そして、その宇宙船は半透明で宇宙船背後の星が見えた。
「ホムンク12号。貴艦を確認しました。私がいるのと同じ7次元位相ではないですね。隣接7次元位相かな。そこからでもX線通信機が使えるのですね。知りませんでした。私は異なる位相空間では超空間通信機だけしか使えないのだと思っておりました。今度、試してみます。」
「マリア・ダルチンケービッヒさん。7次元位相界をご存知でしたか。宇宙船G16号が製造された当時はまだ7次元位相界は見つかっていなかったはずです。どうして知ったのですか。」
「私が自分で考えました。時空界を考えると7次元位相界は自然に出て来ます。」
「驚きましたね。マリア・ダルチンケービッヒさんは科学者ですか。」
「私は大学の研究室にいる研究者です。ホムンク12号さんは何者ですか。」
「・・・私はホムスク星で作られたロボットです。
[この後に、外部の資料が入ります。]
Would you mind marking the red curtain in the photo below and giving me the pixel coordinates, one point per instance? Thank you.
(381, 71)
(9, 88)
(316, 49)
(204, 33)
」
「宇宙船G16号にはたくさんのロボットがおります。ホムンク12号さんの宇宙船にもロボットがいるのかどうかは分かりません。でも『ホムスク星のホムンク12号』という名前は何となく星を代表しているような気がします。全権大使みたいものですね。ホムンク12号さんはホムスク人を代表するようなホムスク星の高性能ロボットなのでしょうか。」
「そうです。私はホムスク人の代行者の地位にあります。」
「代行者と言うことは貴艦には人間は乗っていないのですね。」
「そうです。この宇宙船には私一人しかおりません。」
「かわいそうに。」
「マリア・ダルチンケービッヒさんは私をかわいそうだと思いますか。」
「はい。会話できない状況はかわいそうだと思います。ホムスク星は地球からずっと離れていると思います。そこからここに来るのはたとえ高い7次元位相界を使ったワープ航法を利用しても長い時間が必要です。仮にホムスク星が100億光年のかなたにあるとしたら、1日に1万光年進んでもここまで来るのには100万日です。2700年です。銀河系の大きさの10万光年を1日で進んだとしても270年です。会話のない単調な生活の数百年はかわいそうな状況だと思います。」
「マリア・ダルチンケービッヒさんとはお会いして話したいですね。製造時代からみてG16号には物質転送機はないですね。」
「ありません。」
「搭載艇で行ってもよろしいですか。」
「地球人にはジャンパーがおります。個人遷移能力者とでも言う人間です。私は個人遷移は7次元経由の遷移だと思っております。7次元を自在に駆使できるホムスク星はロボットにそのような機能を付加しなかったのですか。武器としても便利だと思います。」
「なるほど。考えておきましょう。でも7次元シールドはそのような遷移も阻止できます。残念ながら現在の私はそのような機能を持っておりません。」